Office: | Member of the National Assembly |
Termstart: | 2 November 2010 |
Party: | African National Congress |
Citizenship: | South Africa |
Termend: | 6 May 2014 |
Office1: | Member of the North West Executive Council for Sports, Arts and Culture |
Termstart1: | 8 May 2009 |
Premier1: | Maureen Modiselle |
Termend1: | 16 August 2010 |
Successor1: | Hlomane Chauke |
Predecessor1: | Ndleleni Duma |
Otherparty: | South African Communist Party |
Sizeni Grace Pampiri-Bothman is a South African politician who represented the African National Congress (ANC) in the National Assembly from November 2010 to May 2014. She has been a member of the Central Committee of the South African Communist Party (SACP) since 2012.
Before joining the National Assembly, Bothman served in the North West Provincial Legislature, where she was the North West's Member of the Executive Council (MEC) for Sports, Arts and Culture from May 2009 to August 2010. Her dismissal from the Executive Council, effected by Premier Maureen Modiselle, was highly unpopular with both the SACP and the Congress of South African Trade Unions and therefore severely undermined the ANC's relations with its Tripartite Alliance partners in the North West.
Pampiri-Bothman was formerly a prominent activist in the South African Commercial, Catering and Allied Workers Union, an affiliate of the ANC-aligned Congress of South African Trade Unions (COSATU),[1] and she later served as a local councillor in Klerksdorp in the North West.[2] She was also a prominent member of the South African Communist Party (SACP) in the North West.
Pursuant to the 2009 general election, Pampiri-Bothman was elected to represent the ANC in the North West Provincial Legislature, and on 8 May 2009, North West Premier Maureen Modiselle announced that she would join the North West Executive Council as a Member of the Executive Council (MEC) for Sports, Arts and Culture.[3] Her appointment was viewed as reflective of an intentional strategy to strengthen the Tripartite Alliance by including representatives of the SACP in the provincial executive.

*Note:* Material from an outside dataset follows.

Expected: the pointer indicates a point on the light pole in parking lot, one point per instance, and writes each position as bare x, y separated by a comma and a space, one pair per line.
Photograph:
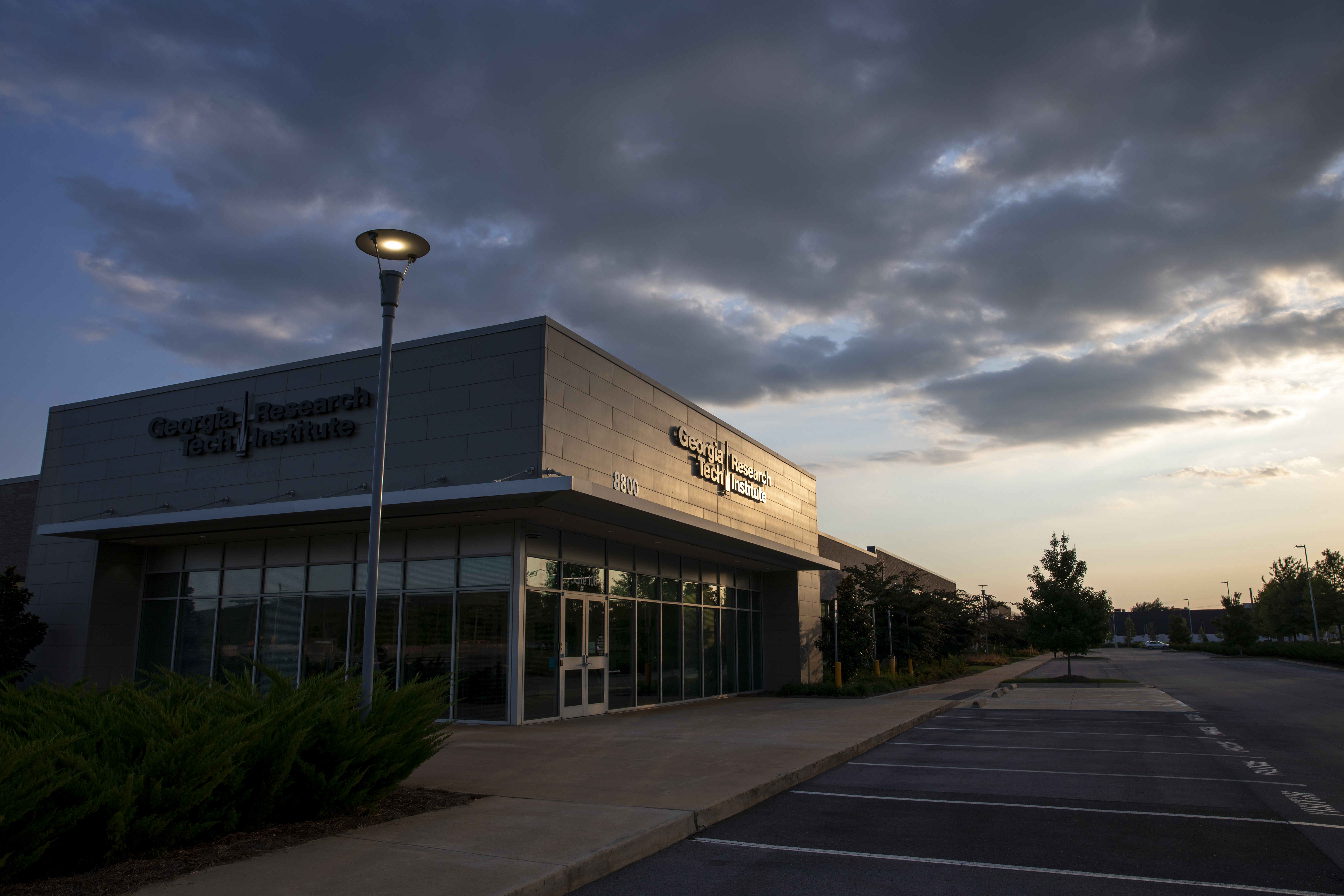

On 16 August 2010, Modiselle abruptly announced that she had fired Pampiri-Bothman from the Executive Council with immediate effect, "for defiance and showing disrespect and disdain to the highest office in the province [<nowiki/>[[Premier of North West|the office of the Premier]]]".[4] Modiselle said that Pampiri-Bothman's had demonstrated behaviour which could be "very detrimental and catastrophic" to service delivery and said that she was ordering an external audit to investigate allegations that Pampiri-Bothman's department had misused public funds and awarded tenders irregularly.[5] The press statement noted that Pampiri-Bothman was the second North West MEC to be fired outright since the end of apartheid in 1994 (the other was Mmamokwena Gaoretelelwe). Finance MEC Louisa Mabe was appointed to fill her portfolio in an acting capacity.
Modiselle's office continued to imply that Pampiri-Bothman's dismissal was related to corruption or other serious misconduct,[6] while Pampiri-Bothman's supporters claimed that she was fired because she had been intending to order her own investigation into allegations of improper tender awards in the provincial government. The provincial COSATU leadership, for example, claimed that Pampiri-Bothman had sought to investigate alleged corruption during the 2010 FIFA World Cup. COSATU claimed that Pampiri-Bothman had been removed on factional grounds and that it had been insufficiently consulted on the decision beforehand.
Likewise, though the opposition Democratic Alliance welcomed Pampiri-Bothman's dismissal, it severely increased tensions between the provincial ANC and the provincial SACP. The provincial SACP leadership viewed Pampiri-Bothman's removal as connected to a broader project of purging SACP members (notably national politician Gwede Mantashe) from leadership positions ahead of the ANC's 52nd National Conference, scheduled for December 2012.
After she was dismissed from the Executive Council, Pampiri-Bothman resigned from the North West Provincial Legislature, and on 2 November 2010 she was sworn into an ANC seat in the National Assembly, the lower house of the South African Parliament, where she filled a casual vacancy.[7] She completed the legislative term in the seat but did not stand for re-election in 2014. However, during the legislative term, in 2012, Pampiri-Bothman was elected for the first time to the Central Committee of the SACP,[8] and, even after retreating from frontline legislative politics, she remained a member of the committee, gaining re-election in 2017 and 2022.[9]